Tuesday, January 15, 2008

an encounter with the authentic

on saturday, we went out to an antique place on the edge of a tiny village nearby where we hadn't been in about 5 years. it had been so long, we weren't sure it was still there. it had always been more of a furniture repair workshop than an antique place anyway, so we drove on in, despite the lack of signs on the road. it was still there and the same man with the same attachment for each piece of furniture was still the owner. he is a very special character. tall, unkempt hair, a bit stooped in the shoulders, with bits of varnish on his rough, workman's hands. it's clear from the bits of drawers held together with clamps and small wood shavings here and there, that he is a real craftsman. we were after a chest of drawers for a strange, nearly unusable space at the top of the stairs. as he showed us the various chests he had, he lovingly stroked their wood surfaces, seeing their characters with his hands. i had a sense that he could, with a stroke of his hand, call forth the stories of what they'd seen in the homes they'd stood in. there was one that was the perfect size and height for our space and we asked him a price. it took him nearly 5 minutes to respond, during which he waxed philosophical on how well-made furniture was in the 1920s. i wasn't sure he was ever going to name a price, it was clear that it would be like selling his baby to him. he did finally name a price and we immediately agreed. but we couldn't take the chest immediately, he wanted to give the top of it one more sanding and a coat of wax. so he will deliver it to us this week.

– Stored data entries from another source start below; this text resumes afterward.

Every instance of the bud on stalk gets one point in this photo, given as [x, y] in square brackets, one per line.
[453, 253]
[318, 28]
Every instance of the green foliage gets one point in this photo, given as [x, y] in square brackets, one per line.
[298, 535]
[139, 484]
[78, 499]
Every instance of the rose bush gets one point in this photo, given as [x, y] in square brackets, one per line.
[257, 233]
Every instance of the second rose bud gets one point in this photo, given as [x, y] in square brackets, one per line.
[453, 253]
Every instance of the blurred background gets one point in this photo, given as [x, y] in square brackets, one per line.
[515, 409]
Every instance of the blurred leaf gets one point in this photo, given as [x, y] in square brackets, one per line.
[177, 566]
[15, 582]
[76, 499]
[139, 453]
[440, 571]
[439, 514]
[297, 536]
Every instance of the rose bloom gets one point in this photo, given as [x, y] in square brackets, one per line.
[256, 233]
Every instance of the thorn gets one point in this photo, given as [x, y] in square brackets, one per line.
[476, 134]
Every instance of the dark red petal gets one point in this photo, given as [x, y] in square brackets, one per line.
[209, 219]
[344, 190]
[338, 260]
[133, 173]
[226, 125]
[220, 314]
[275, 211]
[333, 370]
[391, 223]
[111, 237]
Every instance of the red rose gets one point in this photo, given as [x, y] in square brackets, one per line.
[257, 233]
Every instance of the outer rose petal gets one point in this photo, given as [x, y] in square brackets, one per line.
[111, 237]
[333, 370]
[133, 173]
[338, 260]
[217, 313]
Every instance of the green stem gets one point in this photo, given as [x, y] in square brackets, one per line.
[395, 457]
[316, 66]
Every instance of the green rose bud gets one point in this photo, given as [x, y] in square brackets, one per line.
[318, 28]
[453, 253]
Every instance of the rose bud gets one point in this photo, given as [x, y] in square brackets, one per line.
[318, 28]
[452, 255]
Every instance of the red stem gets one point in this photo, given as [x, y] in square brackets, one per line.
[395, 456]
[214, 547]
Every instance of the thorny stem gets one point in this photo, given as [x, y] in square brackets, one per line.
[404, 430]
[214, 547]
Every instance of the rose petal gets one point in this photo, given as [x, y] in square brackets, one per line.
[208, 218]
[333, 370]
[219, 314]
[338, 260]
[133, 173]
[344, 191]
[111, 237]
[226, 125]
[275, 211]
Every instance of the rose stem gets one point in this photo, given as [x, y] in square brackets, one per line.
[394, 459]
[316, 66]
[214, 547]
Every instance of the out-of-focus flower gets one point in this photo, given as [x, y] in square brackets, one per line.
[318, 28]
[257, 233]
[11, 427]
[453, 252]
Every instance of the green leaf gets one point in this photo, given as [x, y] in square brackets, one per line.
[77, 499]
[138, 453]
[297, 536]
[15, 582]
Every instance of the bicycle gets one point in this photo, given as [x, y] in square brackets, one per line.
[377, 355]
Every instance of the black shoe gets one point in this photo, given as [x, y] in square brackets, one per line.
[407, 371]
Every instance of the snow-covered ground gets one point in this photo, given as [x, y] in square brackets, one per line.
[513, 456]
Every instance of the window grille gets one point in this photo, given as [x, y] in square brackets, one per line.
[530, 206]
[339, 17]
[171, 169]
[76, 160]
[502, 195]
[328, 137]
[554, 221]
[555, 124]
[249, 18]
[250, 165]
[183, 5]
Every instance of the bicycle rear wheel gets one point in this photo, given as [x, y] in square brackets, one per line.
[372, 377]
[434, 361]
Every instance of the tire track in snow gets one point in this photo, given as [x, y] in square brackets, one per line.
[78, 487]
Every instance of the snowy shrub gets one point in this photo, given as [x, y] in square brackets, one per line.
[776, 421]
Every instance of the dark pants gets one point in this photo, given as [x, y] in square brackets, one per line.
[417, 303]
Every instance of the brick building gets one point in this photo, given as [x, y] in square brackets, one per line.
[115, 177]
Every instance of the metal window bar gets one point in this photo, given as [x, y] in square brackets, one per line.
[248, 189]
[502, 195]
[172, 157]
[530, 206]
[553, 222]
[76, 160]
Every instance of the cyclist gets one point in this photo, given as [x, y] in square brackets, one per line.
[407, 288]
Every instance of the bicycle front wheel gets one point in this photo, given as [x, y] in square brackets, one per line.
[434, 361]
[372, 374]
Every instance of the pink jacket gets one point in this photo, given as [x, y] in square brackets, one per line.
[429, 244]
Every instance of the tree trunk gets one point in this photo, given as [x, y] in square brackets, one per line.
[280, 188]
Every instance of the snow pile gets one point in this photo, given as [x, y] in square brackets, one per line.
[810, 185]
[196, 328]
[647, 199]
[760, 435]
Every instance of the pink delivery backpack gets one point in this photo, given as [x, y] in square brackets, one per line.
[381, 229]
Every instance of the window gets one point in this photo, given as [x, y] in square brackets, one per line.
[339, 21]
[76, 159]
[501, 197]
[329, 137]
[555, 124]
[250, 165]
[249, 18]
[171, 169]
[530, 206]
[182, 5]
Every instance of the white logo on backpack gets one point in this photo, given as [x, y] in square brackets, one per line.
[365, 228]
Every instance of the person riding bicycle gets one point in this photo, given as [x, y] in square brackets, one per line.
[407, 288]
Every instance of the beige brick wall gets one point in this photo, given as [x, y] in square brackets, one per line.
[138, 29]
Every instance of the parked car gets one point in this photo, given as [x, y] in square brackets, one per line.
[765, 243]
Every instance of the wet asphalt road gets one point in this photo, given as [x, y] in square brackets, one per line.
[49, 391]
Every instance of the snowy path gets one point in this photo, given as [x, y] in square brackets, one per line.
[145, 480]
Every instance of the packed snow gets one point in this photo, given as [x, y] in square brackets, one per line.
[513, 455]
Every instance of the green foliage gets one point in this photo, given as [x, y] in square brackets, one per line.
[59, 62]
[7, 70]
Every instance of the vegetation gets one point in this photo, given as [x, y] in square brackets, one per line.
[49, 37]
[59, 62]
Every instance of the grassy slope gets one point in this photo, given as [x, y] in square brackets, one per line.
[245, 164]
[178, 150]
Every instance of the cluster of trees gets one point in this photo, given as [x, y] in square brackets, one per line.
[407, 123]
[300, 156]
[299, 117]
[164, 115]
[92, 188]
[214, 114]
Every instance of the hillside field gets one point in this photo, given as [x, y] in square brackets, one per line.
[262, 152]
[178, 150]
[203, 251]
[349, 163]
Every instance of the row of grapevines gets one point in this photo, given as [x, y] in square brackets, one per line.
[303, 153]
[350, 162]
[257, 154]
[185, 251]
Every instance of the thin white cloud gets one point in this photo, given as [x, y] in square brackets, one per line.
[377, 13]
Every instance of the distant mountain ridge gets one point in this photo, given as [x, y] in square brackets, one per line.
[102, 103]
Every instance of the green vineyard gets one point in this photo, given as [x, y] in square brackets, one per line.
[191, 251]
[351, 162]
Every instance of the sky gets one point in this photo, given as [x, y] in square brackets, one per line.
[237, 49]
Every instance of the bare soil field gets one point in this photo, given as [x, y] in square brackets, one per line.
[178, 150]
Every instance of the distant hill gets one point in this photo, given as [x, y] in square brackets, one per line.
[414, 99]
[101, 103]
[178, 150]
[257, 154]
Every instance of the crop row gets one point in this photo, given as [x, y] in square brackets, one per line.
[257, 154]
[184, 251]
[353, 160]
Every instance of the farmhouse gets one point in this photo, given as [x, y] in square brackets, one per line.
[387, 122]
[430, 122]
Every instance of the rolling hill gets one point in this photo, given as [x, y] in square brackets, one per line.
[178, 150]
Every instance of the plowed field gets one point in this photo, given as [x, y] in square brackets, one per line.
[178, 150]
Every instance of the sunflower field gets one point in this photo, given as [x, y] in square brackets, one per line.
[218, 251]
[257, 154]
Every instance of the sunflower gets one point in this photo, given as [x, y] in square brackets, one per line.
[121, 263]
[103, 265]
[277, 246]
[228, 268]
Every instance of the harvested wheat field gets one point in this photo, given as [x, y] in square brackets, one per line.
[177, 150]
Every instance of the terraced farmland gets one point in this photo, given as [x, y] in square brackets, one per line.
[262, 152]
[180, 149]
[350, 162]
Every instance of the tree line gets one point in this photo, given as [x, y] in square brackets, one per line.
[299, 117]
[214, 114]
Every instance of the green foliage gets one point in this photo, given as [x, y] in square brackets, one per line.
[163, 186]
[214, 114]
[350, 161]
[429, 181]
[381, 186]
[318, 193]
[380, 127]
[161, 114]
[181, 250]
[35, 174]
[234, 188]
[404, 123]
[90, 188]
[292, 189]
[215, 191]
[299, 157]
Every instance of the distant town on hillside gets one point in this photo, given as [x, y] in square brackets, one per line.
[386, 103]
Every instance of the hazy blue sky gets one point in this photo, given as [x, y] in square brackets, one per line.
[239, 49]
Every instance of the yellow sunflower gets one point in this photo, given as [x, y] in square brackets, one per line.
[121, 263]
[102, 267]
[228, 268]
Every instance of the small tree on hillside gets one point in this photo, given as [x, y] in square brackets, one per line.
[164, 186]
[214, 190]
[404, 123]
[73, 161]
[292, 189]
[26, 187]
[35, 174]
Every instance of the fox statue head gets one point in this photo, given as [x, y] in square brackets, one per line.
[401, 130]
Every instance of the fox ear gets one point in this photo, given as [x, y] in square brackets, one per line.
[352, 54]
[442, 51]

in a world where people today often seem to only skim the surface and to never show their real selves, it felt like an enounter with a very real, authentic person. one comfortable in his obsessions and unafraid to show them and to lose himself in them, right there, in front of others. a person with a real feel for his craft and a love for the objects he works on. it was so clear that he could feel the life in the wood, although the trees had been cut down years before and fashioned into desks and tables and chests of drawers. it made buying the chest from him something special and it will be special object in our home, rather than a simple storage unit, because of his ability to show us that there are stories there within the wood. he did it all with a touch of a loving hand, rather than actually telling any stories. but thanks to that caress, we are able to hear the whispers of the stories that are there within the object. his authenticity lent an authenticity to the chest of drawers that makes it worth much more than the price we paid.

he has another old set of drawers from a shop--12 big, deep drawers and 9 small ones--that we want to buy for our kitchen, to use as an island, rather than buying some soulless thing from a kitchen shop. we came home and measured and want to make it work, no matter what. i think we both feel that such an object, full of stories and lovingly restored by the authentic furniture man will create just the atmosphere we're looking for....one where the stories of the past are there, within the object and we layer on our own stories, as we live our lives with the furniture in our midst.